Little Bones was born at 38 weeks, and Little Red was born at 36 1/2 weeks. Both were completely developed and healthy AND weighed seven pounds or more. After both deliveries, my OB/GYN apologized for having my due dates all wrong and making me have to go through all that testing, poking and prodding. She guessed she was about two weeks off with Little Bones and nearly a month off with Little Red. She had done what she was supposed to and went by my last cycle. But my cycles aren't normal. They're about 36 days long with only three or four of them being "the visitor". That's why nothing matched up in neither the time estimate nor the testing.

I don't want anymore babies. I honestly don't think my body could safely go through all that again. And two is enough for me anyway.

Trinity13 said...

Wow!!! To go through 47 hours of labor and 5 hours of pushing and still have to have a C-sec!!! You are an incredible woman!

I was able to skip all the labor and just have a C-sec. If I hadn't, my son would probably still be in me...heehee!

Oh great One said...

Wow red I would have killed for a short labor like that.

Trinity- My second child was a scheduled c-section. It was a whole different ball game!

Shane said...

Oh my God! It just hit me. You're all grown up! I know I'm way younger than you, but I remember when it was just you and Jen and Teresa. I remember watching you graduate high school and thinking about how grown up you were then, but now.......... Now you're REALLY grown up. Wow. Wow.

Oh great One said...

LBB- I don't know about a suppository, I had enough business going on all up in there! Now, epidural.....thats the stuff! I think I could go for one right now!

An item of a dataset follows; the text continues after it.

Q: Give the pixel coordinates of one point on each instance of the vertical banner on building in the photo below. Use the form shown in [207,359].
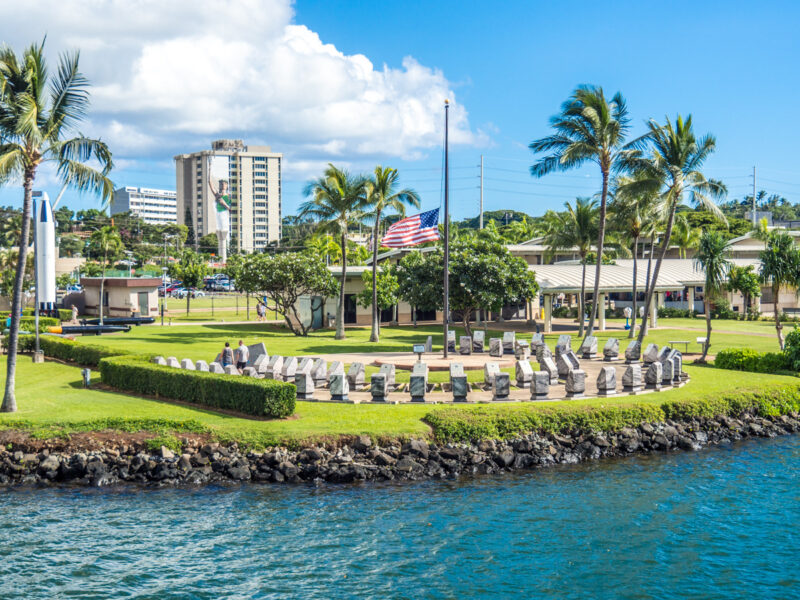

Shane- LOL! Yep I'm a big girl now!

Eagleman- I remember! Thanks. I love you!

Lorna said...

Wait till she's in her 30s---the connection just get stronger, and it never goes away, and that's such a good thing. My daughters are so precious to me---my son is a lovable enigma, and I can't imagine my life without them

Oh great One said...

Lorna-Thanks for the words of encouragement.

Heather- Honestly the labor pains weren't as bad as I had built them up to be in my head. We walked all over town while I was in labor trying to help things along. C-section takes longer to heal too. It isn't awful though. They cut you nice and low now so you don't even notice the scars. I did it twice and I'm just fine!

CaCaBoy said...

The day you gave me my first child, was the day my love for you grew. And my admiration. The way you toughed out the labor, to the point you were passing out between contractions was an incredible feat to me. I still remember seeing her for the first time, she was so beautiful she stole my breathe, and I could barely hold my shaking hands still to cut the cord.

You are My hero. Thanks for two of the greatest kids a man could ask for.